Em contrapartida, o salário médio bruto por trabalhador aumentou para cerca de 1 602 € em 2024, segundo dados do Instituto Nacional de Estatística (dn.pt).
O afastamento entre o mínimo e o médio diminui fenómeno que muitos economistas designam por “compressão salarial”.

Esta compressão tem implicações profundas para a classe média, que se vê cada vez mais pressionada entre rendimentos que não acompanham o custo de vida e responsabilidades fiscais e profissionais elevadas.

O tabu da produtividade e do mérito

Talvez o verdadeiro problema não esteja apenas nos salários, mas na forma como o país evita discutir o mérito. Portugal tornou-se perito em igualar por baixo: nivela carreiras em vez de as diferenciar e confunde justiça social com uniformidade salarial.

Enquanto outros países investem em bónus de desempenho, carreiras técnicas valorizadas e formação contínua, insistimos numa narrativa que teme o mérito como se fosse elitismo.

Mas um país que não recompensa o mérito não atrai talento  e, sem talento, não há produtividade que resista.

Na saúde, o exemplo mais visível

Para profissões como a de médico, enfermeiro ou engenheiro, a situação agrava-se: não basta o salário médio não avançar; acrescem condições de trabalho que chocam com os ideais de dignidade laboral.

A greve dos enfermeiros de 17 de outubro de 2025 foi o sintoma mais visível desta fadiga: os sindicatos afirmam que o novo Acordo Coletivo de Trabalho proposto permite que o horário diário seja alargado em até cinco horas, que a semana possa atingir 60 horas, para além das horas extraordinárias, condições que nenhum país moderno deveria considerar normais e que dificultam a conciliação com a vida familiar.

Portugal forma milhares de profissionais de saúde todos os anos, mas muitos não ficam.
Mantendo o exemplo nos enfermeiros, só em 2023, 1 612 emigraram, segundo a Ordem dos Enfermeiros (Observatório da Emigração, 2024).

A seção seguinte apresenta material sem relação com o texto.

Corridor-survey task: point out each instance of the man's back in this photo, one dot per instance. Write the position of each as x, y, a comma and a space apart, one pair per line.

Partem em busca de melhores salários, sim, mas sobretudo de condições de trabalho compatíveis com a vida familiar e com a dignidade profissional.

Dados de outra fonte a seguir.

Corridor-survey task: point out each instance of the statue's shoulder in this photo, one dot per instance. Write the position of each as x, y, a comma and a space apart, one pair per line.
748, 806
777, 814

A pressão sobre a classe média acumula-se também por três vetores estruturais:

  1. Habitação: preços e rendas sobem mais rápido que os rendimentos;
  2. Produtividade: continua abaixo do potencial, por falta de incentivos e políticas eficazes;
  3. Fiscalidade: consome grande parte do rendimento disponível.

Dados recentes indicam que a remuneração bruta média por trabalhador atingiu 1 741 € no segundo trimestre de 2025 crescimento nominal de 6 %, mas real (ajustado à inflação) apenas 3,7 % (idealista.pt). Mesmo medidas anunciadas no Orçamento do Estado para 2026, como uma ligeira redução do imposto sobre o rendimento (IRS) para quem recebe salários intermédios ou a dispensa de certos impostos para bónus e prémios até 6 % do salário, ainda são insuficientes para melhorar significativamente o poder de compra da classe média. Em outras palavras, apesar de representarem algum alívio, não compensam os custos crescentes com habitação, alimentação e serviços essenciais.

Em tempos em que tanto se discute o que se usa no rosto, talvez fosse tempo de o Parlamento da República Portuguesa priorizar o que realmente preocupa os portugueses: o rendimento com que vivem e a possibilidade de conciliar trabalho com vida familiar. Mais do que aparência, os cidadãos querem substância  um salário justo, uma casa acessível e a preservação do que Portugal ainda tem de melhor: Educação, Saúde, qualidade de vida e tempo para a família.

Proteger a classe média é, no fundo, proteger o país de si próprio e o Parlamento não pode perder tempo com distrações quando está em causa o futuro de milhões de famílias.